“The Front Page”

Susan Granger’s review of “The Front Page” (Broadhurst Theater, Oct., 2016)

 

Long before the demise of many daily newspapers, long before television, long before anyone even conceived of the Internet, Ben Hecht and Charles MacArthur wrote this cynical comedy about muckraking reporters in a Press Room in Chicago’s Criminal Courts Building.

These whiskey-guzzling, cigar-smoking, misogynistic ruffians have assembled on the eve of a hanging that’s scheduled for 7 a.m. since Sheriff Hartman (John Goodman) steadfastly refuses to push up the execution so they can make their newspaper’s morning edition.

“Not much you can do with a hanging,” one says ruefully. “Now if we had the electric chair in this state, that’s something you can sink your teeth into.”

Excitement arrives as escaped convict Earl Williams (John Magaro) crashes into the emptied press room, much to the delight of competitive Hildy Johnson (John Slattery), who hides the anarchist in a roll-top desk so he can phone in his ‘scoop’ in time to join his anxious fiancée (Halley Feiffer) and her mother (Holland Taylor) at the train to New York.

Although it’s self-consciously stretched to almost three hours, Jack O’Brien directs at a frenzied pace.

The play’s biggest laugh comes – not from the script – but when actor John Slattery from TV’s “Mad Men” voices Hildy’s determination to get out of newspaper reporting to get into something respectable, like advertising.

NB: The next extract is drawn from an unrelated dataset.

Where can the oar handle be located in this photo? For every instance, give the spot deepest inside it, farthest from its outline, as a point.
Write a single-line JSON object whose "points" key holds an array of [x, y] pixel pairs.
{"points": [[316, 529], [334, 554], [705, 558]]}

Although he has top billing, Nathan Lane doesn’t appear until late in the second act. He plays Hildy’s ruthless editor, Walter Burns – and, as always, his comic timing is impeccable.

I attended the matinee on Sunday, Oct. 30, when a medical emergency forced the farce’s third act to an abrupt halt for about 20 minutes so an audience member could be evacuated by ambulance.  Judging by the general age around me, one imagines the victim may have been as old as the play.

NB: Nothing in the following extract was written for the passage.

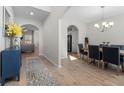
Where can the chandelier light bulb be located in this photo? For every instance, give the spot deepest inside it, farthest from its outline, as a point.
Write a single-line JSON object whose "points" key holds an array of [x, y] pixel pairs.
{"points": [[104, 23], [111, 23], [96, 25]]}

Making its Broadway debut in 1928, starring Osgood Perkins (Tony’s father) & Lee Tracy, it was revived in 1969 with Robert Ryan, Helen Hayes, Dody Goodman & Peggy Cass and in 1986 with John Lithgow & Richard Thomas.  It was also filmed several times – first with Pat O’Brien & Adolphe Menjou, then with Cary Grant & Rosalind Russell, and again with Jack Lemmon & Walter Matthau.

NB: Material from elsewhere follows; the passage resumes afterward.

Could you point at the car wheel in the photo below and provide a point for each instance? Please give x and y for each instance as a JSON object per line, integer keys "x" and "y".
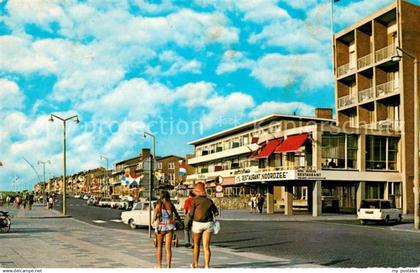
{"x": 132, "y": 224}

Kudos to Douglas W. Schmidt’s squalid set with its many candlestick telephones, capturing the sleazy tabloid ambiance, as do Ann Roth’s shabby suits. And the supporting cast includes Jefferson Mays, Robert Morse, Danny Mastrogiorgio, Sherie Rene Scott, Dylan Baker, Lewis J. Stadlen, Patricia Conolly, and Dann Florek, among others.

If you’ve never seen it, perhaps you’ll find it funnier than I did. “The Front Page” has a limited engagement through January 29, 2017.